Now you can add the right sided triangle to the remaining side of the star point unit. Trim between the units and press towards the star points! Look at the pile of them!
Once you lay your units out like this, assembly is as simple as sewing a 9 patch together. Sew the units into rows, and sew the rows together to complete 36 star blocks. Be SURE all the chains are going in the right direction, the same direction they went in the Jacob's Ladder blocks!
Here they are, all laid out on the floor of my den! Setting Triangles: For the large triangles, cut five 14" squares. Cut the squares from corner to corner with an X to yield setting triangles with the straight of grain on the LONG edge of the triangle. This will minimize edge flaring. For the 4 corner triangles cut two 7 1/4" squares. Cut once from corner to corner to yield 4 corner triangles.

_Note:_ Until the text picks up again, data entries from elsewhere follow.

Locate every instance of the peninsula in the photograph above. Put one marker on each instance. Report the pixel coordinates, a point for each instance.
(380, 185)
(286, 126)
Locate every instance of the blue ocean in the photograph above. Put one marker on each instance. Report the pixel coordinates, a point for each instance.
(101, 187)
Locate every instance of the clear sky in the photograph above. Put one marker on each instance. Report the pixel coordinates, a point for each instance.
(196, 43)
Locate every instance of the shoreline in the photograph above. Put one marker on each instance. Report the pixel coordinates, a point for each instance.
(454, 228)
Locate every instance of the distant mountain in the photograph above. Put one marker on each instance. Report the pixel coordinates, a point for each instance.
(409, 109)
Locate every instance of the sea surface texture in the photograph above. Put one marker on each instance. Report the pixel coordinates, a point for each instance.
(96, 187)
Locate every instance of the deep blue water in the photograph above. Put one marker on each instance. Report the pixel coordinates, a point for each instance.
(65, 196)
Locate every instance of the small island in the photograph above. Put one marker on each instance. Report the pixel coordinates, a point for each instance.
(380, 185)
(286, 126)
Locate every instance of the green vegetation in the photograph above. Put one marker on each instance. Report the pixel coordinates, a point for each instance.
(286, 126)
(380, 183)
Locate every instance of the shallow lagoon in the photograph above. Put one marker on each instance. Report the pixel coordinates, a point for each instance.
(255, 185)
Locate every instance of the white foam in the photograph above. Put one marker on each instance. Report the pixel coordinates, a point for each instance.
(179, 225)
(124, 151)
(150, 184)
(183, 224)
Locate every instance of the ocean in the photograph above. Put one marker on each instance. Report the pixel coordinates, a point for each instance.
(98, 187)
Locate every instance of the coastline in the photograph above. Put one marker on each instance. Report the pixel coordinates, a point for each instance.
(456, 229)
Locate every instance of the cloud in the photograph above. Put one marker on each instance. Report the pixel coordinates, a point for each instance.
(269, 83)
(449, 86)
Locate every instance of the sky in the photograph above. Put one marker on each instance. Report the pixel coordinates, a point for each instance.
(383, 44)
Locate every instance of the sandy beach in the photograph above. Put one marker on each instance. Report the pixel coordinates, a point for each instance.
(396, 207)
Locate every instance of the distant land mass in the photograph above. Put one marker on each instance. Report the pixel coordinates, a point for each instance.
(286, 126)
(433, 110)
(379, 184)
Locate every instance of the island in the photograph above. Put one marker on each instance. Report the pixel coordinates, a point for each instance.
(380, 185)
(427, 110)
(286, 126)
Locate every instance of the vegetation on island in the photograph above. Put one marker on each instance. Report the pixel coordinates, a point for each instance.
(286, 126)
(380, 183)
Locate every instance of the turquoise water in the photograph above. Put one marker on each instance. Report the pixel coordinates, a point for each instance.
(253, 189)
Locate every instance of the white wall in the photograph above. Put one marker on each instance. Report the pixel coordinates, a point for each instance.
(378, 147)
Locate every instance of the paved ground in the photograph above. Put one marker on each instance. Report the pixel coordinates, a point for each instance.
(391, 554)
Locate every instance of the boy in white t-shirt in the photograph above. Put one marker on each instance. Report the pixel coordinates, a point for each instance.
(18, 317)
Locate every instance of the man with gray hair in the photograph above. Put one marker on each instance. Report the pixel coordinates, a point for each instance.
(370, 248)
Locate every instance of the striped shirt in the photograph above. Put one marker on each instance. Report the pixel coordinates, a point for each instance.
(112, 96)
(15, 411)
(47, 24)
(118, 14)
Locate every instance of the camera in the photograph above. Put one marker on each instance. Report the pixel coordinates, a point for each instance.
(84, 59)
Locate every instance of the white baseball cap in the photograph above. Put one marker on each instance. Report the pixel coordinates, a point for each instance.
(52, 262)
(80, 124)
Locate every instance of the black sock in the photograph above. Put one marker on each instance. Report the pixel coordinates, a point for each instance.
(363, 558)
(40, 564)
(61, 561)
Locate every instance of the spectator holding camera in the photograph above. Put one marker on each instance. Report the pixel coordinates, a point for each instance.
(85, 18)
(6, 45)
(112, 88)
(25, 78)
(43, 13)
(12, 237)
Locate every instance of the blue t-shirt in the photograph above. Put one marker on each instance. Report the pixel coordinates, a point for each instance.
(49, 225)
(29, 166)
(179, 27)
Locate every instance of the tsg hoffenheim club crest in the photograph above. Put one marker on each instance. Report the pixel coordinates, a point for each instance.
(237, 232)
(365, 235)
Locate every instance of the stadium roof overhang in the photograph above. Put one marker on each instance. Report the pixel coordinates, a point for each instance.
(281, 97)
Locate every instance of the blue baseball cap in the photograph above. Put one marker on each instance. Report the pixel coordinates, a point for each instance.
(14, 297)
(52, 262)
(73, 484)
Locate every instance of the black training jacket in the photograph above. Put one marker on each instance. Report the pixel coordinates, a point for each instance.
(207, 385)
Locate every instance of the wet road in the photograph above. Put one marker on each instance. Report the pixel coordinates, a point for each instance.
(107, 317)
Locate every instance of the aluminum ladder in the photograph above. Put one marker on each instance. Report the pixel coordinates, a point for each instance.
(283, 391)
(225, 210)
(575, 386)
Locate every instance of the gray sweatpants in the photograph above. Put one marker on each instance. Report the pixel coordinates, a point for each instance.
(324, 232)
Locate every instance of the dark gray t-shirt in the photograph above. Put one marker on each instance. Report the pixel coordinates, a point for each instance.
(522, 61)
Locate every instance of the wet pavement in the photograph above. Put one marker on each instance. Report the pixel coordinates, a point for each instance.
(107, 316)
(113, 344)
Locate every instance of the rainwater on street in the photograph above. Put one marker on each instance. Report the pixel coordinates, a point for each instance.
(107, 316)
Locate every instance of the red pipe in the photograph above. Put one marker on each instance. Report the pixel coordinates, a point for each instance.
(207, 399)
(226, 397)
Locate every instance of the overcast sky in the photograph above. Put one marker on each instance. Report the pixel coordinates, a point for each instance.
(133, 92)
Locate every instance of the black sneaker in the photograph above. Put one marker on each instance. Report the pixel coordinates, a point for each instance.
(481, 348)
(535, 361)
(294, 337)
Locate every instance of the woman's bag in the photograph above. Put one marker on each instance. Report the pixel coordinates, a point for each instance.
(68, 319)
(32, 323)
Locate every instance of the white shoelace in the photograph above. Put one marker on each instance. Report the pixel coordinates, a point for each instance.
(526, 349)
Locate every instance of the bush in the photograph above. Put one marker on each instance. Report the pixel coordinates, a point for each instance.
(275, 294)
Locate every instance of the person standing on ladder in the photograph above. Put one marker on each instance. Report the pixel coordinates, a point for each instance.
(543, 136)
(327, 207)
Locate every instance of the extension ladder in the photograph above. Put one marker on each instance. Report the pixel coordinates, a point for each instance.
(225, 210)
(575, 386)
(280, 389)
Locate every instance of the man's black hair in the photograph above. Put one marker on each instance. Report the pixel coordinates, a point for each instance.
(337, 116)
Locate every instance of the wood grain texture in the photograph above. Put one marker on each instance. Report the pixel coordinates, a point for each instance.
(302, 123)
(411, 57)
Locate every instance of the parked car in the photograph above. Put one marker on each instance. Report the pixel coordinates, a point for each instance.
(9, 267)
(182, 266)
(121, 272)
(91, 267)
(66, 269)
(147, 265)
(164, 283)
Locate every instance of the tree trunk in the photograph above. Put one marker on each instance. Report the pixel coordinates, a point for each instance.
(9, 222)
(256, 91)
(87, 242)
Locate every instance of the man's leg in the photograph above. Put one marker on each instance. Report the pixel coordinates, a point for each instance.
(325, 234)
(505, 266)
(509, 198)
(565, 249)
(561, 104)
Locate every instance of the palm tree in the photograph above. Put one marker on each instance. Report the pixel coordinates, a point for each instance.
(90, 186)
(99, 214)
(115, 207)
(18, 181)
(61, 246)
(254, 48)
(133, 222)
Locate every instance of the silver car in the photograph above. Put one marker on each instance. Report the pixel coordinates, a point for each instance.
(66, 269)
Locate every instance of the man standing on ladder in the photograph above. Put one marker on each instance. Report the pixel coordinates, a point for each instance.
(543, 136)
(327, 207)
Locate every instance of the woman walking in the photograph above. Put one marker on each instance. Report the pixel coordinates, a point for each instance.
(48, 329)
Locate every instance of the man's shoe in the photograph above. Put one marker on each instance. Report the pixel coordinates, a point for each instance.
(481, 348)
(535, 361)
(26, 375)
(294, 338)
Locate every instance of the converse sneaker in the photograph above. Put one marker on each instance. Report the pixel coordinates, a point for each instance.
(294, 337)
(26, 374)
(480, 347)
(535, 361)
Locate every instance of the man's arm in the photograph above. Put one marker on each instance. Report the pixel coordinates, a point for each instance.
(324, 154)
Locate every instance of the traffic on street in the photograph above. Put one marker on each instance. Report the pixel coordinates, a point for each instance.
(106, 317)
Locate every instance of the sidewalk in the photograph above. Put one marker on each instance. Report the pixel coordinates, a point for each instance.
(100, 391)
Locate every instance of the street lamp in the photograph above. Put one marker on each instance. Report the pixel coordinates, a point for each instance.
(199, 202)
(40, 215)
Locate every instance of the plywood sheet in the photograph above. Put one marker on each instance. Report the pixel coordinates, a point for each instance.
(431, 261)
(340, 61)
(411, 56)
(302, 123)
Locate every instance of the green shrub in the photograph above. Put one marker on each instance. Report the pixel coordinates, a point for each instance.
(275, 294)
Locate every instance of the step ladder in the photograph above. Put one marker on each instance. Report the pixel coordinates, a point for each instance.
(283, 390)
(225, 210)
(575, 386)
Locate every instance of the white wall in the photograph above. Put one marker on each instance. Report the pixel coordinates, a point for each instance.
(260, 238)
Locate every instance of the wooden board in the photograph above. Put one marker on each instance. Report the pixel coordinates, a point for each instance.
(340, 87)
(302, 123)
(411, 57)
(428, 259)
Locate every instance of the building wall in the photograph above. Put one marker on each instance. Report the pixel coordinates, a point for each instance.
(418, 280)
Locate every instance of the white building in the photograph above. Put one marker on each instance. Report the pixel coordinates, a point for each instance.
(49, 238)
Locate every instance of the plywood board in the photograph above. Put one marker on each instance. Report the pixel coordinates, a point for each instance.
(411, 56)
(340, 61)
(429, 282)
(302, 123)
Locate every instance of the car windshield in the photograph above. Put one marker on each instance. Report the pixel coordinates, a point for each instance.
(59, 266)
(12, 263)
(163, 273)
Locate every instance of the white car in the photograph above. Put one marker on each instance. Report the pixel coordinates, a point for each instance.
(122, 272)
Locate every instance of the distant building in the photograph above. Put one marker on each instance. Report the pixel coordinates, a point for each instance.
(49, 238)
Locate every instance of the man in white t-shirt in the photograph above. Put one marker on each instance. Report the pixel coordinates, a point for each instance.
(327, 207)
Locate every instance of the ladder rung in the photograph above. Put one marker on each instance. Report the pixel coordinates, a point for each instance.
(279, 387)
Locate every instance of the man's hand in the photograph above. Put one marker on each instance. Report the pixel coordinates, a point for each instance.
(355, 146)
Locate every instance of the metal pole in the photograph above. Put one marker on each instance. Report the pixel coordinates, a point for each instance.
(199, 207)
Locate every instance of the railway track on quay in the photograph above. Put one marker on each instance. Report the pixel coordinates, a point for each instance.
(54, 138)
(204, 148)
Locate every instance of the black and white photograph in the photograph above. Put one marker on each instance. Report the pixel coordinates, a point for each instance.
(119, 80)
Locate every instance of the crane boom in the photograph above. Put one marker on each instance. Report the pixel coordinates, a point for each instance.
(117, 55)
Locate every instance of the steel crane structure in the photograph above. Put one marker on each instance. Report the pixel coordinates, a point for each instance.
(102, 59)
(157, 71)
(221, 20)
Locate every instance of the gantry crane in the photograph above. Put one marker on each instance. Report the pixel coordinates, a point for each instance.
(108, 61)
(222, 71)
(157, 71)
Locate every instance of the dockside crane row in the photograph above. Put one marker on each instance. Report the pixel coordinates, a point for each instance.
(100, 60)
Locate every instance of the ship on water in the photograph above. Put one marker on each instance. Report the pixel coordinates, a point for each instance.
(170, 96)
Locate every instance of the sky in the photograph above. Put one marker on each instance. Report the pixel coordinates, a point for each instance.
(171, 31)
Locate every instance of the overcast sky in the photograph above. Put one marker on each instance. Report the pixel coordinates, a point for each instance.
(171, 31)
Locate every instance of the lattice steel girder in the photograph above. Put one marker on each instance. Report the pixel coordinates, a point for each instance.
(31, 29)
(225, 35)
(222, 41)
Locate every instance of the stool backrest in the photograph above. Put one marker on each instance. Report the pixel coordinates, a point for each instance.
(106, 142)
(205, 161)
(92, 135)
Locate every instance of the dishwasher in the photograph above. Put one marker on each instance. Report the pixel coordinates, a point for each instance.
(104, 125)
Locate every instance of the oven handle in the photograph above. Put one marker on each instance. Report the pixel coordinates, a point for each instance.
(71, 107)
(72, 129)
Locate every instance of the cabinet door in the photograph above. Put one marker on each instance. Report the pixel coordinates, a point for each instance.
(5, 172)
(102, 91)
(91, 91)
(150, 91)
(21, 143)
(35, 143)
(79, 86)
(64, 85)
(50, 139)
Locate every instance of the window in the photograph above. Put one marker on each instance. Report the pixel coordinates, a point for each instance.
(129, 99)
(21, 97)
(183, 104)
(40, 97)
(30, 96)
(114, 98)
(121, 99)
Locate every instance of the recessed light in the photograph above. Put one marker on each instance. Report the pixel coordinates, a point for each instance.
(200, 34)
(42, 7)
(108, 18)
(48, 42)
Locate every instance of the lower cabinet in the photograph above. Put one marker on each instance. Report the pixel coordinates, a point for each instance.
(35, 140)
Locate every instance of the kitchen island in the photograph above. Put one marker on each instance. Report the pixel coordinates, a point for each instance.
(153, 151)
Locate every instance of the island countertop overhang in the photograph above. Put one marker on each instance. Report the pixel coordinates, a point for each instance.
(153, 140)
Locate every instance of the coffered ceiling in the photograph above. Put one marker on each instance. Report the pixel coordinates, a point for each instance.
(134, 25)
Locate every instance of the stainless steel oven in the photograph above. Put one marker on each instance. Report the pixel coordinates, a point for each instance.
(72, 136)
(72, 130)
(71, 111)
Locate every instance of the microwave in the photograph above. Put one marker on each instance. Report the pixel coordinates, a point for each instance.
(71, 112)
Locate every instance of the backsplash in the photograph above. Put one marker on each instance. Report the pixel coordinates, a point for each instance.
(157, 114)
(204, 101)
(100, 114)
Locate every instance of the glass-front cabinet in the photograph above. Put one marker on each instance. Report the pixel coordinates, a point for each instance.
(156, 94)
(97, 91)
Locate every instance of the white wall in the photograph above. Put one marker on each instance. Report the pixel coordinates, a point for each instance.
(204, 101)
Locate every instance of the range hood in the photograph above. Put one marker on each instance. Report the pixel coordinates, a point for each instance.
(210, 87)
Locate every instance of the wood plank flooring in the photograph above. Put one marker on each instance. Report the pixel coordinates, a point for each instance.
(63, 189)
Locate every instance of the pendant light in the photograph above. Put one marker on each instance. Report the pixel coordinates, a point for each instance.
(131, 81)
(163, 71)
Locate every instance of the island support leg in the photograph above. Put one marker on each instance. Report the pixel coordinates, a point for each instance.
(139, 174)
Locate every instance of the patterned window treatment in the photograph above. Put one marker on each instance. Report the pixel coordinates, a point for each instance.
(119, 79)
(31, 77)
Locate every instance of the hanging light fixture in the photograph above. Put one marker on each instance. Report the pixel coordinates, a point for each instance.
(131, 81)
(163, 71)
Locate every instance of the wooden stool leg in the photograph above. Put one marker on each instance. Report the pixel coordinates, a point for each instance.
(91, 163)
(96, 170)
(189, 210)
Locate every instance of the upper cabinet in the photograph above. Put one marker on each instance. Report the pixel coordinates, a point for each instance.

When assembling a quilt on the diagonal, you will start at one corner, working in increasing rows across the diagonal of the quilt. I like to sew the rows to each other as they are assembled because it keeps the pieces in order for me (less messing up on the floor) and I can't wait to see progress by this time! I generally sew the quilt top in two diagonal halves, and then sew the two halves together to complete the top. This keeps the quilt sections from being too unwieldy as you are working towards that opposite corner. I added a 2" cut red inner border to the quilt center, and then framed the quilt with a 5" cut blue outer border to finish the top.